In a groundbreaking development for medical technology, researchers have announced that an experimental artificial intelligence-guided robot has successfully performed a complex phase of a gallbladder removal procedure entirely on its own, without human intervention. The achievement is being hailed as a critical milestone in the evolution of autonomous surgical systems, moving beyond the current standard where surgeons remotely control robotic instruments.
The robot, developed by a team led by Axel Krieger at Johns Hopkins University, was trained using an advanced AI framework called language-guided imitation learning. It learned by analyzing videos of surgeons performing gallbladder removal surgeries on pig cadavers, with accompanying natural language descriptions of each step. The system, known as the Surgical Robot Transformer-Hierarchy (SRT-H), was then tested on eight sets of pig gallbladders and livers, each presenting unique anatomical challenges to closely simulate the variability found in human patients.

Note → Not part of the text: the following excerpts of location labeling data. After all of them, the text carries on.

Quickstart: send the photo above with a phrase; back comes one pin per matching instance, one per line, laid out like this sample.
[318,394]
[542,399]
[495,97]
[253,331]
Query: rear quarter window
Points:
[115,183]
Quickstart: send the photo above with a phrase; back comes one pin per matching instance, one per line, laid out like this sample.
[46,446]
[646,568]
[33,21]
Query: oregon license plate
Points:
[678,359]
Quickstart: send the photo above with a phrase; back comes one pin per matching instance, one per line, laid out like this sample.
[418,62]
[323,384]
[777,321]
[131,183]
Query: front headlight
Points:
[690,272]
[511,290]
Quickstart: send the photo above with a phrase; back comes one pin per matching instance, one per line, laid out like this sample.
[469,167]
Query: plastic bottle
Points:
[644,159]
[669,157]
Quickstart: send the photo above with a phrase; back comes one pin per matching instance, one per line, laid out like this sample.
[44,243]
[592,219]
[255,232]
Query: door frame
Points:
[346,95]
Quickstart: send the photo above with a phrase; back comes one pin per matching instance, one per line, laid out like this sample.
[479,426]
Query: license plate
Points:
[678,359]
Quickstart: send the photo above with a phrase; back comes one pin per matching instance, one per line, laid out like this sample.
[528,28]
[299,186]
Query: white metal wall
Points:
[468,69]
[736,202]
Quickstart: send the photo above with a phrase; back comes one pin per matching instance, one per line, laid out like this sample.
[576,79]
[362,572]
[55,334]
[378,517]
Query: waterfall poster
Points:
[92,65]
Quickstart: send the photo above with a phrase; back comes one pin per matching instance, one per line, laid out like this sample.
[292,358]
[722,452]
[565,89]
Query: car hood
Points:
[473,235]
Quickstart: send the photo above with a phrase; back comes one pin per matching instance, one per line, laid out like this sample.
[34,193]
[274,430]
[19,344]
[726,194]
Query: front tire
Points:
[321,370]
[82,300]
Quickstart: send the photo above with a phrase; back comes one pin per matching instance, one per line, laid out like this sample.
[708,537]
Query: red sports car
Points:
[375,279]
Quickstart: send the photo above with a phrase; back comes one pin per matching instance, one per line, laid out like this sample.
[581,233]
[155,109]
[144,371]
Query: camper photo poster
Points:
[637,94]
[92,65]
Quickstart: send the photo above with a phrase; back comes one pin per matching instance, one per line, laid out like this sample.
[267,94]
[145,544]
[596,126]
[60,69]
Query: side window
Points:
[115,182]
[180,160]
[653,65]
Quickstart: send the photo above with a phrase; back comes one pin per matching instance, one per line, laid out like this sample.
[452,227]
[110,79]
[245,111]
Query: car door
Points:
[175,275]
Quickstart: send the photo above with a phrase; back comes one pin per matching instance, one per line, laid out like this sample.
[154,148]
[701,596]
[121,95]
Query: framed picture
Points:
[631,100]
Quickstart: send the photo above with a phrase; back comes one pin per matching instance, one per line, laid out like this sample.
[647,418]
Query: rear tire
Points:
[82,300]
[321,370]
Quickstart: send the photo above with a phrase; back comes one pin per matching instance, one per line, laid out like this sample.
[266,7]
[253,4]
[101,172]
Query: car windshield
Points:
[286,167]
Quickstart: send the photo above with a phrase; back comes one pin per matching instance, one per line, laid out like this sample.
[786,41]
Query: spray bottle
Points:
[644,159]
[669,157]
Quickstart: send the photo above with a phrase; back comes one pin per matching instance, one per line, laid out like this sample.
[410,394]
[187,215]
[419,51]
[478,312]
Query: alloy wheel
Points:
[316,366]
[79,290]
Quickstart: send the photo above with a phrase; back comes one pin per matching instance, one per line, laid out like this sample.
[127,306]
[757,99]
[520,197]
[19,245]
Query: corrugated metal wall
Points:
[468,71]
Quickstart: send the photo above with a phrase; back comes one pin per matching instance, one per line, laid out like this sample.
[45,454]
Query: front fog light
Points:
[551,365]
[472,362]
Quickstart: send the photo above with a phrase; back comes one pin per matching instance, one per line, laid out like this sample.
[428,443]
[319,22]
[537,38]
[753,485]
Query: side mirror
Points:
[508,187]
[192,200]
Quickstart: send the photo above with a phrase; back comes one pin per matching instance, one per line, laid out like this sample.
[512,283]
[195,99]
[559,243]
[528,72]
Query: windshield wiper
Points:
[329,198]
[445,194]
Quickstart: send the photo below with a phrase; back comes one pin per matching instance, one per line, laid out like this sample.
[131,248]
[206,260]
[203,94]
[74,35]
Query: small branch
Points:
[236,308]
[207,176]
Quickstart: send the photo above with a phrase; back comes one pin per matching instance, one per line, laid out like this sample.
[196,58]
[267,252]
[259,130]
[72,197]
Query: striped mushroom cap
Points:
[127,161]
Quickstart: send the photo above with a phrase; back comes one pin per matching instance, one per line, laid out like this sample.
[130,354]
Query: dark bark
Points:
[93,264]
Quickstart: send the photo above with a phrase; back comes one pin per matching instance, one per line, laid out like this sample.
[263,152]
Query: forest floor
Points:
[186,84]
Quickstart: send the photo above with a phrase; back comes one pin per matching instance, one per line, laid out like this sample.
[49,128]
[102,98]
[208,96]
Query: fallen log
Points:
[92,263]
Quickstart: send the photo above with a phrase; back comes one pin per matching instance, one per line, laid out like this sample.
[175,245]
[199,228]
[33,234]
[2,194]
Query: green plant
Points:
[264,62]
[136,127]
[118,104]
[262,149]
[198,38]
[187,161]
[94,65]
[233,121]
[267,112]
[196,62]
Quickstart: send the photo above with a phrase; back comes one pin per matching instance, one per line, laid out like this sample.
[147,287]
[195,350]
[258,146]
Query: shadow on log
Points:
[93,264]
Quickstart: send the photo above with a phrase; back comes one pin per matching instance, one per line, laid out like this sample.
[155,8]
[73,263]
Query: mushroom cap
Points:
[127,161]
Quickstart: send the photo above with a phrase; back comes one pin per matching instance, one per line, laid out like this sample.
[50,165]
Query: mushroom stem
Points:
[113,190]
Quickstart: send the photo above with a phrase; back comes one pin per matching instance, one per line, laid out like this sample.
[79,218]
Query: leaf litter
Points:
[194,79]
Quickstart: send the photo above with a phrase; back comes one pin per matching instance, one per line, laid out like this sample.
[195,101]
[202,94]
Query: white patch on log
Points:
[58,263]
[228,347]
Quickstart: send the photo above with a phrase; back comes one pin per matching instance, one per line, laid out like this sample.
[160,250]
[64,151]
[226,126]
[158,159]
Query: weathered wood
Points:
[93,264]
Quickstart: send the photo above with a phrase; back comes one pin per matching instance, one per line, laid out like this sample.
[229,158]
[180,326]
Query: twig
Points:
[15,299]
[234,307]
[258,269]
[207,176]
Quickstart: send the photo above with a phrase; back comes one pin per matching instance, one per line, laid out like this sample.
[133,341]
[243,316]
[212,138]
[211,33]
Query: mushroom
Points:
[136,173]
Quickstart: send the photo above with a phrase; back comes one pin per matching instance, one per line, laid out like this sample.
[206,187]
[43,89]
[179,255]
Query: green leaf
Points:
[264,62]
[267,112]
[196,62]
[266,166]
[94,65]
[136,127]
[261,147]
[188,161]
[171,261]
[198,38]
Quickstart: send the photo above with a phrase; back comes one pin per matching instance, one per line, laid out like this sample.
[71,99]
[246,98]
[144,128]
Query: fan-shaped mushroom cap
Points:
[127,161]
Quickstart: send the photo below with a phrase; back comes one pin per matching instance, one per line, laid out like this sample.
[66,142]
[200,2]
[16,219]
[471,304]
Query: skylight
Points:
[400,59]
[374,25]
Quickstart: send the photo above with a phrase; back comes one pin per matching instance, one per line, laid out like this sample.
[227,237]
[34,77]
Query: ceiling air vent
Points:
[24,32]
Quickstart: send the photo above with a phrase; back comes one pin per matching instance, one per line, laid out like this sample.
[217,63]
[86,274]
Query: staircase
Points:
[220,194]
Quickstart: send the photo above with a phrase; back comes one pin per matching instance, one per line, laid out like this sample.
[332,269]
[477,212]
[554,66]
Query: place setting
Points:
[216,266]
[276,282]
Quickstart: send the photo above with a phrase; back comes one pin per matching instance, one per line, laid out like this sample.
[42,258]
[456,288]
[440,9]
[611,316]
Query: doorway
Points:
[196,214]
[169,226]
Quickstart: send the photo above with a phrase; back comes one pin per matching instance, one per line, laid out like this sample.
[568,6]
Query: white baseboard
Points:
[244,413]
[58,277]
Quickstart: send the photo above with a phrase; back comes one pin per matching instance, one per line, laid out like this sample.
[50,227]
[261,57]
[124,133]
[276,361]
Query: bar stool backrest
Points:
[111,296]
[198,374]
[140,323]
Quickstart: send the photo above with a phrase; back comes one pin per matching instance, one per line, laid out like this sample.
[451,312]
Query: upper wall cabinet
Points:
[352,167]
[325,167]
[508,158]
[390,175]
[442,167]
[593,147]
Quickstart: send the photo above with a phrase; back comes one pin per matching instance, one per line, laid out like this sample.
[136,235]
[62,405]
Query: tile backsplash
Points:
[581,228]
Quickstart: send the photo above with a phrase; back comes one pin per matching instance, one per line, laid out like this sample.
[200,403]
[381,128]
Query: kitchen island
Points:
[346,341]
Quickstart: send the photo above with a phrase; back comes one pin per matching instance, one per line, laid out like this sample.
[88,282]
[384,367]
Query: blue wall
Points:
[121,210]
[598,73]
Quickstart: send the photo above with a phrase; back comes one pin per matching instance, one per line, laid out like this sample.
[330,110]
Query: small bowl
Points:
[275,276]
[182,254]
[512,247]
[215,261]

During the procedure, the robot was responsible for separating the gallbladder from the liver—a task that requires precise tool use, including grabbing, clipping, and cutting, as well as the ability to make real-time decisions and adapt to unexpected anatomical differences. Researchers reported that the robot completed all eight procedures with “100% accuracy,” performing with a skill level comparable to that of an expert human surgeon.
Notably, the robot was also able to respond to voice commands from the research team, much like a novice surgeon being guided by a mentor. It adapted to changes in the surgical environment, such as alterations in tissue appearance caused by the introduction of dye, demonstrating a level of flexibility and understanding previously unseen in surgical robots.
“This advancement moves us from robots that can execute specific surgical tasks to robots that truly understand surgical procedures,” said Krieger. “It brings us significantly closer to clinically viable autonomous surgical systems that can work in the messy, unpredictable reality of actual patient care”.
The results of this research, published in the journal Science Robotics, represent a significant step toward the eventual use of fully autonomous robots in human surgeries, with potential implications for improving surgical precision, safety, and access to care.
Disclaimer: This autonomous surgical procedure was conducted on pig organs in a controlled laboratory setting. The technology is still experimental and has not yet been approved for use in human patients. Further research, regulatory review, and clinical trials will be necessary before such systems can be deployed in hospitals for human surgeries.